Two, all four metrics are relevant for batsmen and not bowlers or fielders. This is odd because it is the bowling side (same as the fielding side) that requires all the teamwork in the game. Does this mean Mukherjee’s approach is invalid? Not entirely because it is still useful in assessing how well batsmen have performed against certain oppositions and from certain batting positions.

For example, in the first qualifier in IPL 2014, KKR put in an all-round great performance to strangle KXIP and proceed to the finals. Ryan ten Doeschate (KKR) hit two sixes in the death overs to revive a sagging run rate and anchored two partnerships on the way.
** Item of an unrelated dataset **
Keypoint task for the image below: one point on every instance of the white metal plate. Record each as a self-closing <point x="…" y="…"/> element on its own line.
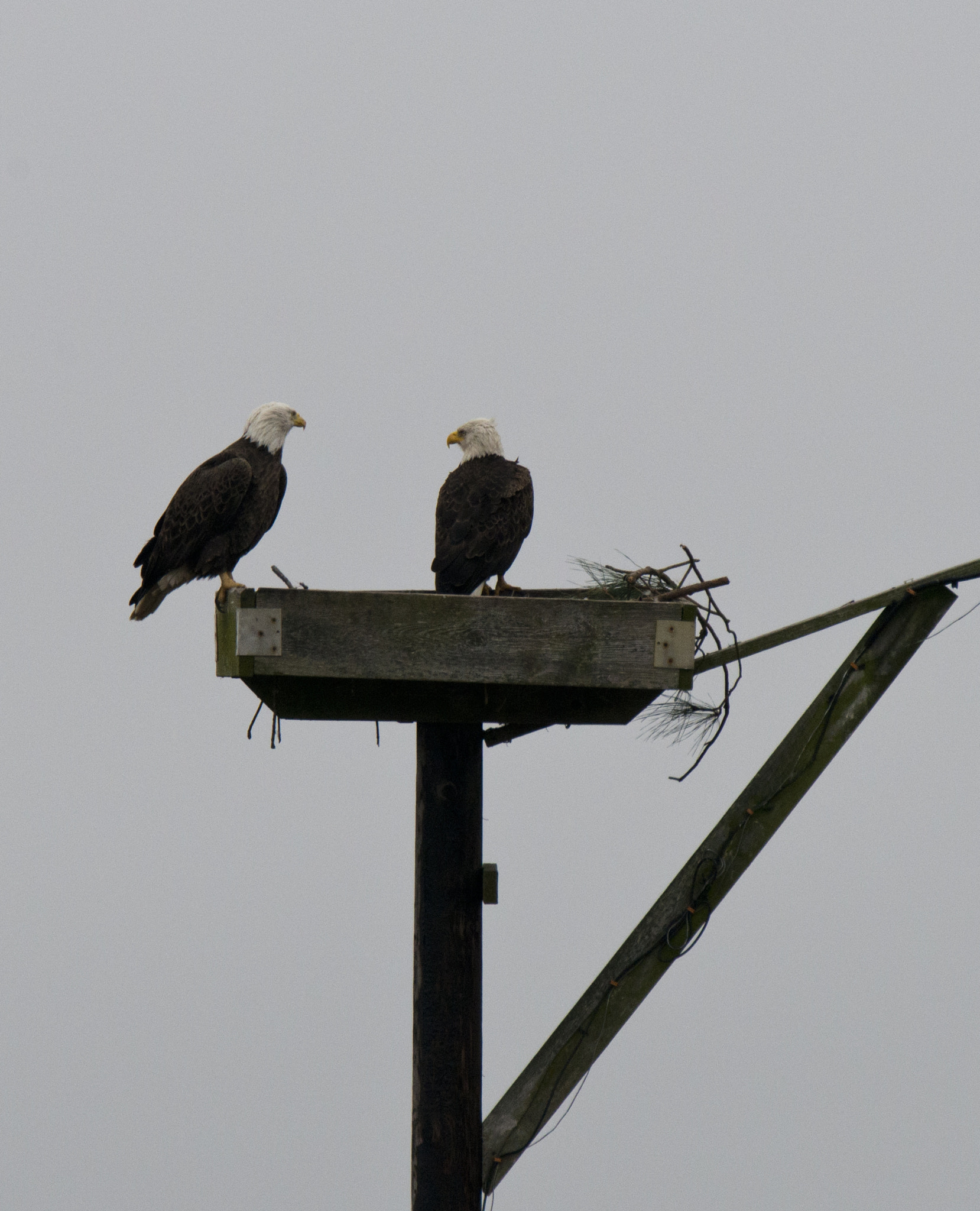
<point x="259" y="633"/>
<point x="674" y="647"/>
He takes the highest PageRank and betweenness in the game. Piyush Chawla scored the majority of the runs in the two partnerships he was involved in and has the highest in-strength. Finally, Robin Uthappa finished with the highest centrality, having played both as a upper-middle- and opening batsman in the tournament.
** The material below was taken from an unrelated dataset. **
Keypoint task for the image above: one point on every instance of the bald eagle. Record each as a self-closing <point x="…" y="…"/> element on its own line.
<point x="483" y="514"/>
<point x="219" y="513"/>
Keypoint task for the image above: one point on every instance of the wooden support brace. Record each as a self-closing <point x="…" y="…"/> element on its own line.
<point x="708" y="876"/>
So much stands to reason, but this is where things get interesting because the ‘Man of the Match’ was Umesh Yadav.

How did this happen? A common woe among IPL teams is the performance of the ominously named death bowler, i.e. the player who bowls during the last four overs of a Twenty20 game. Over seven editions of the IPL, these so-called death overs have become notorious for the pace at which teams accrue runs in them. A death bowler, therefore, has to be good enough to stem the flow even if an in-form batsman is at the crease.
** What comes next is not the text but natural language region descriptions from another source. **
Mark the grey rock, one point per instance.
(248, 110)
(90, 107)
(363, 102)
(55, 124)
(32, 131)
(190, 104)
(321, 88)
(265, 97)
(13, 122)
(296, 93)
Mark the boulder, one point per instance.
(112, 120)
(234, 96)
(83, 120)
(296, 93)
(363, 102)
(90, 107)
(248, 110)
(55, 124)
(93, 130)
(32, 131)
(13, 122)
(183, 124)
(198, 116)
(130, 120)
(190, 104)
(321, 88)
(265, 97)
During the KKR v. KXIP game, Yadav bowled four overs for 13 runs (3.25 rpo) and took three wickets – Sehwag’s, Maxwell’s and Bailey’s. Moreover, one was a death over in which he conceded the princely sum of 1 run. These are match-winning feats in a Twenty20 game, and Yadav more than deserved to become the ‘Man of the Match’.

mf1

For the final game, Mukherjee drew up a network visualization (above) of the batting partnerships of KXIP and KKR. The nodes are colored according to their betweenness centrality. The size of each node is proportional to its PageRank. The colors of the connections are according to the colors of the source nodes. “For example, if we see the connection between Uthappa and Gambhir, Gambhir has a larger share of the runs they scored,” he explained.

Bowling performances notwithstanding: In IPL 2014, “for a majority of the matches, the Man of the Match compares well with the top three performers as per their centrality measures,” Mukherjee said. He said he hopes that such tools would work their way into extant decision-making procedures as a way to eliminate vested interests, biases and “close calls” as well as to help recruit new players. In the future, Mukherkjee plans to work something in to gauge bowlers and fielders, too.

Earlier, he had similarly analyzed the 2013 Ashes series held in and won by England. Then, the ‘Man of the Match’ awards agreed with his analysis of the games: Joe Root, Michael Clarke and Shane Watson, each of whom had higher in-strength and betweenness centrality than other players. He published his methods and results in Advances in Complex Systems in November 2013 (pre-print).